7. Igualmente, cabe rescatar que el Alto Tribunal ha manifestado en la Sentencia del 1 de julio de 2021, expediente 01023-2021-PA/TC, lo siguiente:
“7. No cabe duda entonces que el requisito de la publicidad, tanto de las leyes como de las normas con rango de ley, tiene por objeto la difusión de su contenido de manera que todos tengan conocimiento de aquella y pueda exigirse su cumplimiento obligatorio, dentro del ámbito territorial correspondiente”.
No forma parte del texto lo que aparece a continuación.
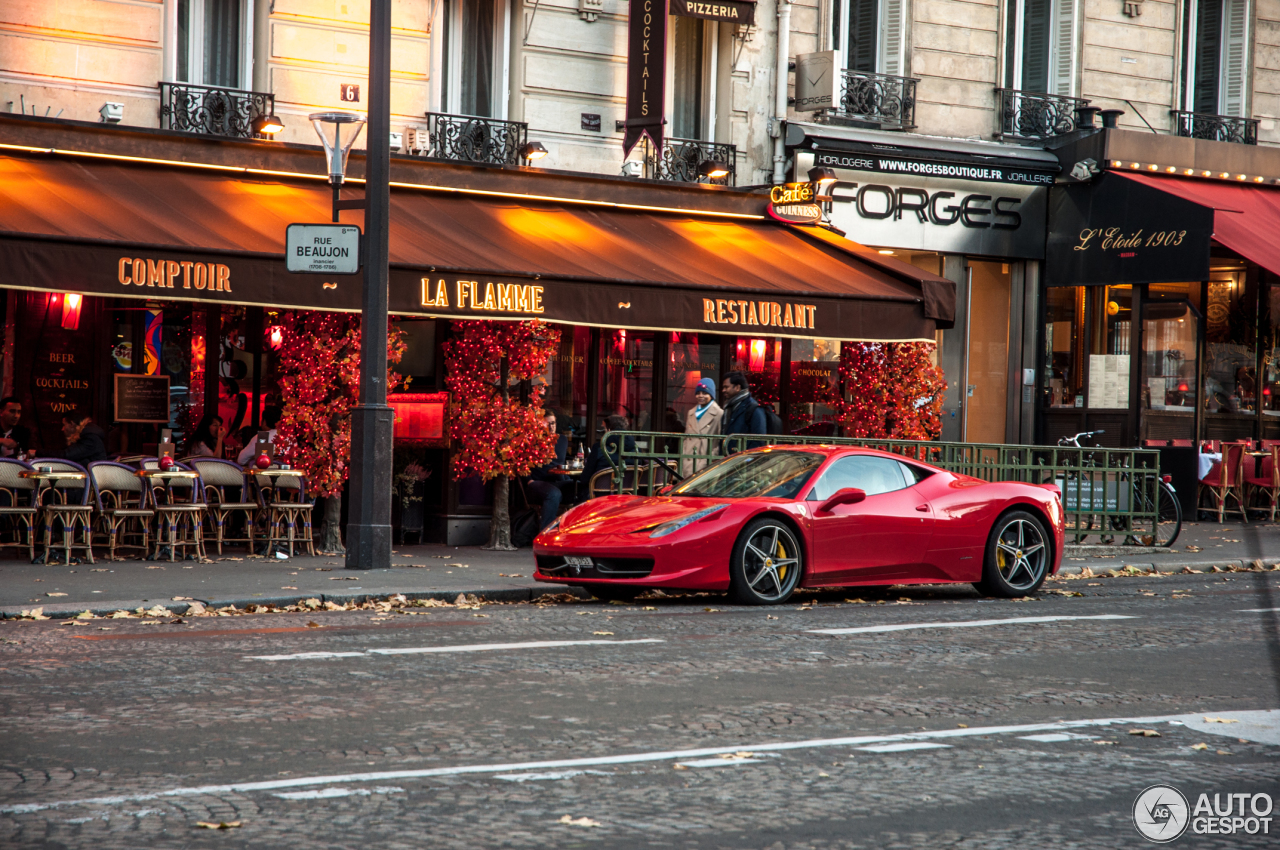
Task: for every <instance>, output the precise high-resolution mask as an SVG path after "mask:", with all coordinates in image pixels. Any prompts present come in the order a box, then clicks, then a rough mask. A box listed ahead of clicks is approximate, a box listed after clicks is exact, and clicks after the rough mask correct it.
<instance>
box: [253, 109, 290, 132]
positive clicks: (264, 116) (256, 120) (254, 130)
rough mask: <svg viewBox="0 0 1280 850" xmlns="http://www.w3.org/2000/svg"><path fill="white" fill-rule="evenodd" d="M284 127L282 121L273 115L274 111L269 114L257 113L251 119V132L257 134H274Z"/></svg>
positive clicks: (274, 114) (278, 131)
8. Así también cabe recordar que, en la Sentencia del 22 de junio de 2011, expediente Nº 02098 2010-PA/TC —un caso referido al ejercicio de facultades sancionadoras, aunque de carácter disciplinario—, el Tribunal Constitucional ha resuelto lo siguiente:
“28. Ahora bien, el derecho al debido proceso en el ámbito administrativo sancionador garantiza, entre otros aspectos, que el procedimiento se lleve a cabo con estricta observancia de los principios constitucionales que constituyen base y límite de la potestad disciplinaria, tales como el principio de legalidad, tipicidad, razonabilidad y, evidentemente, el principio de publicidad de las normas. Estos principios garantizan presupuestos materiales que todo procedimiento debe satisfacer plenamente, a efectos de ser reputado como justo y, en tal sentido, como constitucional”.
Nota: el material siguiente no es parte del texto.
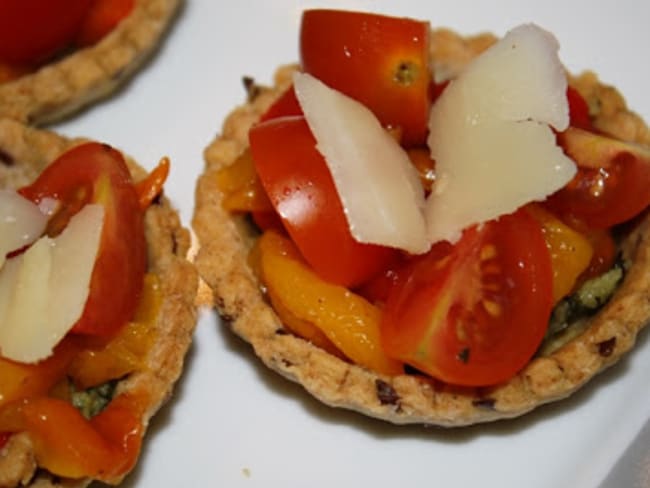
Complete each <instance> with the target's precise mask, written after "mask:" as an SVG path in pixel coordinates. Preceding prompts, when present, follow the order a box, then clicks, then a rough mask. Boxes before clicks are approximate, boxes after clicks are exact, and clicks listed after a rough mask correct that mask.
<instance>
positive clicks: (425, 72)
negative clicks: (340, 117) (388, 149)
mask: <svg viewBox="0 0 650 488" xmlns="http://www.w3.org/2000/svg"><path fill="white" fill-rule="evenodd" d="M429 29H430V27H429V23H428V22H420V21H416V20H411V19H406V18H397V17H387V16H383V15H376V14H367V13H361V12H346V11H340V10H307V11H305V12H304V13H303V17H302V26H301V30H300V60H301V63H302V66H303V69H304V70H305V71H306V72H307V73H310V74H311V75H313V76H315V77H316V78H318V79H320V80H321V81H322V82H323V83H325V84H326V85H328V86H330V87H331V88H334V89H336V90H339V91H341V92H343V93H345V94H346V95H348V96H350V97H352V98H354V99H355V100H358V101H359V102H361V103H363V104H364V105H365V106H366V107H368V108H369V109H370V110H372V112H373V113H374V114H375V115H376V116H377V118H378V119H379V120H380V122H381V123H382V124H383V125H385V126H388V127H392V128H397V129H399V130H400V131H401V134H402V143H403V144H404V145H406V146H412V145H418V144H422V143H424V142H425V140H426V134H427V122H428V117H429V106H430V82H431V76H430V70H429Z"/></svg>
9. Estando entonces a la obligatoriedad de la casilla electrónica y al cumplimiento del principio de publicidad antes observado, se advierte que la notificación del requerimiento de información del 01 de febrero de 2021 se encuentra válidamente efectuada, pues el requisito del acceso previo al Sistema de Casilla Electrónica no puede ser condición preponderante para su validación, merced de la publicación y obligatoriedad del Decreto Supremo N° 003-2020-TR, conforme se ha señalado.
10. En consecuencia, la inspeccionada se encontraba obligada a facilitar la información que fue oportuna y válidamente solicitada por el comisionado con el primer requerimiento de información del 01 de febrero de 2021. Al no haberlo realizado, se ha comprobado la comisión de la infracción prevista en el numeral 46.3 del artículo 46 del RLGIT. En ese sentido, no puede dejar de observarse que el examen sobre la validez del procedimiento sancionador emprendido contra la impugnante no ha arrojado una irregularidad suficiente que permita desplegar un efecto de nulidad.
11. Bajo estas consideraciones, debe declararse infundado el recurso de revisión examinado, confirmándose también la sanción por la infracción por el primer requerimiento de información notificado a la inspeccionada el 02 de febrero de 2021, al igual que la sanción por el segundo requerimiento de información notificado el 19 de febrero de 2021, en base a los argumentos anteriormente precisados.
Por las razones expresadas en estos fundamentos, mi voto es porque el recurso de revisión se declare INFUNDADO, CONFIRMANDO también la sanción por la infracción por el primer requerimiento de información notificado a la inspeccionada el 02 de febrero de 2021, , tipificada en el numeral 46.3 del artículo 46 del RLGIT.